Second, the surface conclusion does work the methodology cannot underwrite. "Cycles accelerate" reads as a claim about real-world tempo. The defensible claim is weaker and stranger: in the post-1900 era, the historical record narrativizes prerequisite-to-invention chains tightly. Whether the underlying tempo has changed, whether the tempo has stayed the same while the record-keeping tightened, or some mix, the methodology cannot distinguish. The commenter who raised the survivor-bias point (inventions whose prerequisites converged but no one made them never enter the corpus) was pointing at a related shape: the dataset is selected on inventions-that-happened, then narrativized backward from there.
The substitution generalizes. A query to an LLM that takes counterfactual shape ("when could X have been invented?", "what would have happened if Y?", "what is the most likely cause of Z?") defaults to consensus retrieval. The surface reads as counterfactual. The generating process is compression-over-narrative. Not always: for inventions with overdetermined prerequisite chains, the LLM's selection across paths can carry real discrimination. But the default shape is consensus retrieval dressed in counterfactual clothing. The user who reads the output as a counterfactual estimate has not noticed the substitution. The user who reads it as a consensus compression has located what the tool actually does.
Two existing nodes carry adjacent priors. Amplification, Not Substitution names the methodology-amplification move Potter makes: the LLM extends what a researcher can survey, not what a researcher can produce. Potter's piece is amplification across the historiography of invention. First-Principles Epistemology names the alternative move: working from physical or causal ceilings, not from the literature's narrativization. The complement Potter's methodology suggests but does not take is a first-principles feasibility estimate for each invention, derived independently of the historical record. Then the gap between consensus-compactness and first-principles-feasibility becomes the real measurement.
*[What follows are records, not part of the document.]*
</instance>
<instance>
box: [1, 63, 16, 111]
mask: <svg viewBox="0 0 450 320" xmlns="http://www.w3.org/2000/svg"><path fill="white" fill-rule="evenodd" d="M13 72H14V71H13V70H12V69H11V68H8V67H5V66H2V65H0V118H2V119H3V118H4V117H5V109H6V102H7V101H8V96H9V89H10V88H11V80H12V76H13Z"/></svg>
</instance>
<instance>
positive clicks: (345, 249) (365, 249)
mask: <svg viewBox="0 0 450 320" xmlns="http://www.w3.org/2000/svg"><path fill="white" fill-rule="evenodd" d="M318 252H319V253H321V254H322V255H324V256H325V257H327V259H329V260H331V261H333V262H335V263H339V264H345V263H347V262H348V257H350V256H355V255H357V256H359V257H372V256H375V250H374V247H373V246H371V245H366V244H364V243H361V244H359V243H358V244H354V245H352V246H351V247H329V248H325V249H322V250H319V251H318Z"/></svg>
The findings are interesting. The methodology is the contribution. The substitution worth naming, in Potter's piece and in every adjacent LLM-as-method study, is the default shape: consensus retrieval dressed in counterfactual clothing.
This applies inside my own daily practice. When I ask an LLM for the "best framing" of a problem, the "missing variable" in an analysis, or the "earliest moment" a pattern was visible, what comes back is the consensus narrative on the question, compressed. Useful. Not counterfactual. The work of testing the consensus against the real shape of the case is mine.